Les Sénateurs ont vaincu les Sharks de San Jose 5-2 devant leurs partisans dimanche soir.

Et si les Sharks ne se relevaient pas ?

CHRONIQUE / Ça ne coûte pas cher, rêver.

Le séjour à domicile s’est déroulé un peu mieux qu’on pensait. Il s’est conclu par une victoire agréable — quoiqu’un brin étonnante — contre les Sharks.

Les Sénateurs ont donc réussi à se sortir, temporairement, de la cave du classement.

Ils compléteront néanmoins le mois d’octobre assez près du 31e rang du classement général. Si la Ligue nationale conserve une formule similaire aux années précédentes, les détenteurs du dernier rang obtiendront environ 20 % des chances de remporter la loterie du repêchage — et 50 % des chances de piger parmi les trois premiers.

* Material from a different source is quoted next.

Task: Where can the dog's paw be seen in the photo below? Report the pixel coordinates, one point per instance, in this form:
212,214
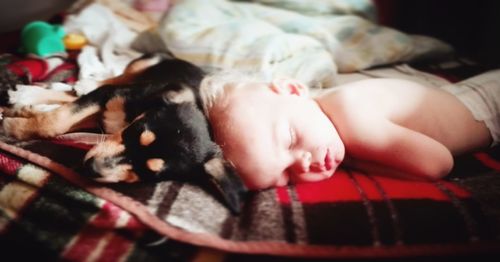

Les parents d’Alexis Lafrenière n’auront peut-être pas besoin de voyager tant que ça, l’an prochain, pour voir leur fils donner ses premiers coups de patin dans les rangs professionnels.

Les fans des Sénateurs peuvent se permettre de rêver plus gros, encore.

Dimanche, les Sharks ont effectué leur unique visite de la saison au Centre Canadian Tire.

Les Sharks ont montré des signes encourageants, récemment.

Mais les Sharks devraient aussi terminer le mois d’octobre à l’extérieur du tableau des séries éliminatoires.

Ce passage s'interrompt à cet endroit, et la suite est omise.